Unsupervised Clustering with Haskell
Question
I'm trying to develop an algorithm that can report the frequency and closeness in which similar patterns appear between data sets.
Simple example:
set1 = [0, 1, 0, 0, 2, 0, 0, 3, 0]
set2 = [1, 2, 3, 0, 0, 0, 0, 0, 0]
set3 = [0, 0, 0, 0, 0, 1, 2, 0, 3]
Each of these sets have a 1, 2, and 3, but these numbers are within closer proximity in set2 and set3.
I suspect I could accomplish this task with list comprehensions. I could draw the data into variables x and y, and catalog each match into a list of lists where the 1st element in one of the embedded lists is a string of the match found, and the 2nd and 3rd elements are their positions. And I could run this list through another function that calculates how often and how close those matches occur, and reports back a percentage.
Or perhaps there's a more elegant way to do this?

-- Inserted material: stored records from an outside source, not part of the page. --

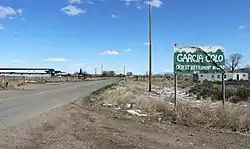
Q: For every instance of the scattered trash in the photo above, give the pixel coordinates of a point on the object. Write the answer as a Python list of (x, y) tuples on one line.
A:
[(128, 106), (119, 108), (133, 112), (107, 104)]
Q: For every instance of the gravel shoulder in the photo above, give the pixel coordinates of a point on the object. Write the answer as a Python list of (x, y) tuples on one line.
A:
[(88, 124), (84, 126)]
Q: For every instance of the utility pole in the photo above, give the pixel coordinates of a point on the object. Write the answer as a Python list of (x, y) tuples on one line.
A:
[(124, 70), (150, 48), (102, 69)]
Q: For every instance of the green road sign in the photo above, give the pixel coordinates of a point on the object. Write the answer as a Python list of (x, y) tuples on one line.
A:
[(193, 60)]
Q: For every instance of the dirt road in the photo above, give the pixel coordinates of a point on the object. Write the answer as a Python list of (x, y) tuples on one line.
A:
[(17, 106)]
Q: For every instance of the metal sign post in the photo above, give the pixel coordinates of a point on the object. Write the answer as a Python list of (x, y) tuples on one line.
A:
[(223, 89), (175, 90)]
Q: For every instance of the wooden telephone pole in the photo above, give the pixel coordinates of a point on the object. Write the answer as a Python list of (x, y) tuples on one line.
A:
[(150, 48)]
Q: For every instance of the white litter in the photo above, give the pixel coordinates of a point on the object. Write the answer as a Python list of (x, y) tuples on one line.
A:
[(119, 108), (133, 112), (107, 104)]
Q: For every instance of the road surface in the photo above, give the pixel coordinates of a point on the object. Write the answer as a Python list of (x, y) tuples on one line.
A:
[(18, 106)]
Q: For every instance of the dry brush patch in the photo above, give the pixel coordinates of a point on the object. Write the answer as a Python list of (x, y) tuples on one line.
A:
[(127, 92)]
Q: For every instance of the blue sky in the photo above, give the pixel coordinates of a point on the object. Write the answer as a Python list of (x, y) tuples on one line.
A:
[(69, 34)]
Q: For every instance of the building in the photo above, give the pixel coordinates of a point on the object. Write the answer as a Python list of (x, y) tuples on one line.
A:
[(28, 72), (228, 76)]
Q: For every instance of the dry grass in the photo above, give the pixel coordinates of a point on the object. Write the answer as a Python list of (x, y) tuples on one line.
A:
[(231, 117)]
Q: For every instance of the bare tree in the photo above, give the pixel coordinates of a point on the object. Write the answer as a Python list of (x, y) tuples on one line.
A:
[(234, 60)]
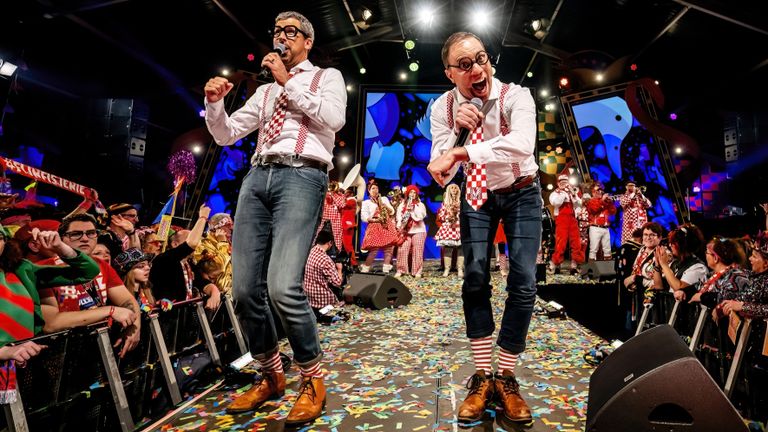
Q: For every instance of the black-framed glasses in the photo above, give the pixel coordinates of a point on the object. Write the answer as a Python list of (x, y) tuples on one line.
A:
[(466, 63), (77, 235), (290, 32)]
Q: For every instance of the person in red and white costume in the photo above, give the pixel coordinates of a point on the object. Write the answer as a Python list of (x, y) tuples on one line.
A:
[(349, 223), (448, 236), (380, 233), (332, 206), (635, 206), (566, 201), (410, 220), (600, 208)]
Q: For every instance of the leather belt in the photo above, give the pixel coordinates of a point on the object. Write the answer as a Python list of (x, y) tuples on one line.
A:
[(291, 160), (517, 185)]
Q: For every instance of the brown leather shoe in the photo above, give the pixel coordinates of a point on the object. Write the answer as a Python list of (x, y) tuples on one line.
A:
[(481, 391), (508, 396), (271, 386), (310, 402)]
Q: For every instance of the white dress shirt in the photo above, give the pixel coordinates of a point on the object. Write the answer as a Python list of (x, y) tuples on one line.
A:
[(496, 151), (324, 109), (418, 214)]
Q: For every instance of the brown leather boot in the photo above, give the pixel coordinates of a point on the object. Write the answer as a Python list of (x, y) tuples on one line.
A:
[(508, 396), (310, 402), (271, 386), (481, 391)]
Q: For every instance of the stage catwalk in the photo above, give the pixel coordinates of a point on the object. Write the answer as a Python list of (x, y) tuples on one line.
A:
[(405, 369)]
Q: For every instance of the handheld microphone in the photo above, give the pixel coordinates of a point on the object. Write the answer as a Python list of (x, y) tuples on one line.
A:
[(277, 48), (464, 132)]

I'm still bit of a Haskell novice. Any advice would be appreciated.
Solution
OK, if you have 1, 2, 3 in that sets in the order, then you have the formula to compute proximity: prox = indexOf 3 - indexOf 1 - 2. So, prox is amount total of zeroes between 1..2 and 2..3. You may write in Haskell:
prox :: [Integer] -> Int
prox s = i3 - i1 - 2
where
Just i3 = findIndex (==3) s
Just i1 = findIndex (==1) s
You may generalize it for the case without assumption that 1 goes first and 3 is last.